Wandering the Ruins: Pompeii Scavi

There is perhaps no more famous archeological site than Pompeii Scavi, the excavation area for the buried city of ancient Pompeii. There is a modern Pompeii right next door, so be sure not to confuse them. One is an ancient city founded by the Etruscans, conquered by Rome, that ended in three days of fire and ash. The other has high speed rail.

The obligatory penis art. It’s everywhere.

We took an excellent tour of the city, which I recommend, that lasted about three hours. During that time we wandered the excavated portions of ancient Pompeii. Only a portion of the buried city has been dug up, and that at historic intervals — in the 1700s by the then-king of Naples, with more coordinated excavation occurring in the 1800s and post-WWII. There’s still at least a third of the city entombed under more than twenty feet of ash and debris. Organic matter has largely rotted away — flesh, wood, linens, vanished. But bones and stone remain, and fragments of mosaics, graffiti, and statuary which tell vibrant tales of the art and culture of the times. It’s one of the most important archeological sites in the world, so after some debate we decided that we couldn’t miss it, despite the inconvenience in our itinerary.

Pompeii is still a fragment of itself. Despite being amazingly well-preserved, it is a ruin. Most of the buildings lack roofs — crushed in by rock and debris, or damaged during excavation. But the streets are a marvel of engineering. The first thing you notice is the flat stone surface. In places it’s been filled back in so that there is no danger of tripping, though in others weather and erosion mean large gaps between the rocks that can catch a tired toe. Where the stone was softer or the road uneven you can still see the ruts of wagon wheels, worn there after centuries. Those wheels would have been made of wood, with an outer ring of iron. Did they repair the roads, replace the flat stones when they had worn down enough? Is that why some stones are flat and others gullied?

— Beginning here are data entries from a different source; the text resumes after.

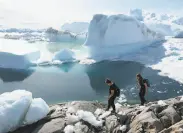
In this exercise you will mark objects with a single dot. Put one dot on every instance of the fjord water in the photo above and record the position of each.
(74, 81)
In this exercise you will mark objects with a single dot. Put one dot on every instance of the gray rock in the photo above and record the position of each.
(54, 126)
(172, 115)
(177, 128)
(146, 121)
(111, 123)
(166, 121)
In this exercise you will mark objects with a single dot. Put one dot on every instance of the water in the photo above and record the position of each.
(74, 81)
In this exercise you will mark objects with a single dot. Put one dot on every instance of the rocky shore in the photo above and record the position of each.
(89, 117)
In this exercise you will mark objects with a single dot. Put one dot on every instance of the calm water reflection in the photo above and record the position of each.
(74, 81)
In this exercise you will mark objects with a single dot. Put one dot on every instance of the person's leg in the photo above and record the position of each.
(109, 104)
(141, 98)
(112, 103)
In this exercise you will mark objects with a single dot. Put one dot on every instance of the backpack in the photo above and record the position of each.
(147, 82)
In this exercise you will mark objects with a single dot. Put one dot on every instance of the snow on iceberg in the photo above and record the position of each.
(14, 107)
(123, 31)
(64, 55)
(179, 35)
(76, 27)
(164, 29)
(9, 60)
(179, 21)
(39, 106)
(54, 35)
(90, 118)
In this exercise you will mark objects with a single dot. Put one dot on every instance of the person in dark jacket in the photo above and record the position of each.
(112, 95)
(143, 88)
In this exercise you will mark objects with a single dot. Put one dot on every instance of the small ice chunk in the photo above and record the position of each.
(98, 112)
(13, 107)
(123, 128)
(71, 110)
(107, 113)
(65, 55)
(90, 118)
(69, 129)
(37, 110)
(72, 119)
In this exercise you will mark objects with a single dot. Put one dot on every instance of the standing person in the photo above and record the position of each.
(113, 90)
(143, 88)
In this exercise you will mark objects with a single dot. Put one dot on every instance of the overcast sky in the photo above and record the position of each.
(44, 13)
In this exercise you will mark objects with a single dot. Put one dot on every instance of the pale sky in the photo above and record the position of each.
(45, 13)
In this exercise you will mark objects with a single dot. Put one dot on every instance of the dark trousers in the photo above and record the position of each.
(142, 96)
(111, 103)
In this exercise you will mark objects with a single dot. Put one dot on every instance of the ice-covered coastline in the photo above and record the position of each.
(84, 116)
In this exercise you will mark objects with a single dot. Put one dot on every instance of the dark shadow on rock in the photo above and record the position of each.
(11, 75)
(123, 73)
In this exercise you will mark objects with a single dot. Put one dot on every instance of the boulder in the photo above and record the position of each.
(146, 122)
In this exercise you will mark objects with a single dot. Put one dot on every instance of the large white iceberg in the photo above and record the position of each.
(13, 108)
(17, 105)
(64, 55)
(178, 21)
(9, 60)
(37, 110)
(137, 13)
(76, 27)
(107, 32)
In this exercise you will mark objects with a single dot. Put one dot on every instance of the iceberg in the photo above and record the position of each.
(76, 27)
(137, 13)
(164, 29)
(54, 35)
(64, 55)
(179, 35)
(179, 21)
(17, 105)
(119, 33)
(13, 61)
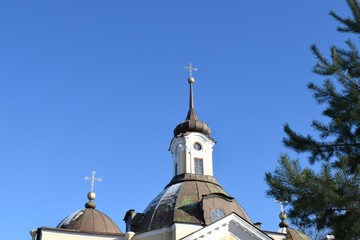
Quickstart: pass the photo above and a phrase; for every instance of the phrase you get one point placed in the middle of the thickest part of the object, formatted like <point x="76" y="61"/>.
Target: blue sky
<point x="100" y="85"/>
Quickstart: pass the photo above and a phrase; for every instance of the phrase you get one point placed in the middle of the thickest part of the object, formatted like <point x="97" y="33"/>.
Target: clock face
<point x="216" y="214"/>
<point x="197" y="146"/>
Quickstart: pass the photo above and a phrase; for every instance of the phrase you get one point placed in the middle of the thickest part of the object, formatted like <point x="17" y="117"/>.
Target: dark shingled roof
<point x="188" y="198"/>
<point x="89" y="220"/>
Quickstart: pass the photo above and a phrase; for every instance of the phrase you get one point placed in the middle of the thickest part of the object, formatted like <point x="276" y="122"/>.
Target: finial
<point x="91" y="195"/>
<point x="282" y="215"/>
<point x="190" y="68"/>
<point x="93" y="179"/>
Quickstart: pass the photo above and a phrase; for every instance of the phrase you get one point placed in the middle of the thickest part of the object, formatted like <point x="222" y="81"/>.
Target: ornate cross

The walls would have been quite colorful and decorated with everything from religious art to advertisements.

On either side of the straight streets, raised sidewalks offer refuge from the ghost of carts past. At intersections, large stones form crosswalks, gaps carefully calculated to allow those carts passage. Some streets are obviously pedestrian only — an ancient concept made new again in American cities. Doorways open between the walls, some with raised lintels — shops, our guide explained, open in the day and closed at night by heavy wooden boards. Others open into courtyards hidden behind oversized metal doors — the residences of landowners, the layout reminding me a little of a traditional Chinese garden such as the one I toured through in Portland, Oregon. In the entrance, a wide pool to catch water, the memory of a skylight above. On the remaining walls, lead pipes climb — they had running water in these houses, and their mansions are more than one story, containing multiple rooms for sleeping and socializing. Ruined rooftop gardens catch the breeze outside of abandoned upstairs lounges.

I drank from this fountain. The water was delicious. This road is remarkably level for being over two thousand years old!

Some of the shops are bakeries. Back when having fire in your house wasn’t necessarily a good thing, what with the dangers of property damage and the excess heat in an already hot climate, most people didn’t have big ovens. Some of the shops are lunch counters — the marble counters gleams still, where careful hands have cleaned them, and one can imagine oil lamps under the soup pots keeping them hot. Flaking advertisements painted on the walls show a snapshot of what may have been sold inside. Scraped graffiti like the letters carved into a bathroom stall sometimes dot these frescoes. The ancient faces of gods stare down on the street.

There were no glass windows in ancient Pompeii — parts of the buildings would have been open to the air even when they were whole. Ancient bath houses had hot running water and contain evidence of saunas. Public fountains provided clean drinking water for everyone. Some of them still do. I drank from two while I was there. The water was cold and sweet. I wandered the ruins of temples, of the public square, imagining the colorful fruits and vegetables of the market. Luxuries were communal for many, but luxuries existed that wouldn’t be seen again in the Western world for hundreds of years once Rome fell. Of course, Pompeii wouldn’t live to see that. The city was entombed in 79 AD. Rome was sacked in the 400s.

Much of Roman architecture was actually done up in brick. The plaster gives it the illusion of being stone.

So often, our ancient cities are razed and built over, buildings scavenged, layouts erased. Things have certainly vanished from ancient Pompeii — building materials and statues and art, taken to line coffers and decorate museums. But so much remains. It is a fascinating glimpse into another life, another time, and one that could feed an author’s imagination for decades. I am very glad I went, and only wish I could have spent more time wandering these ruins.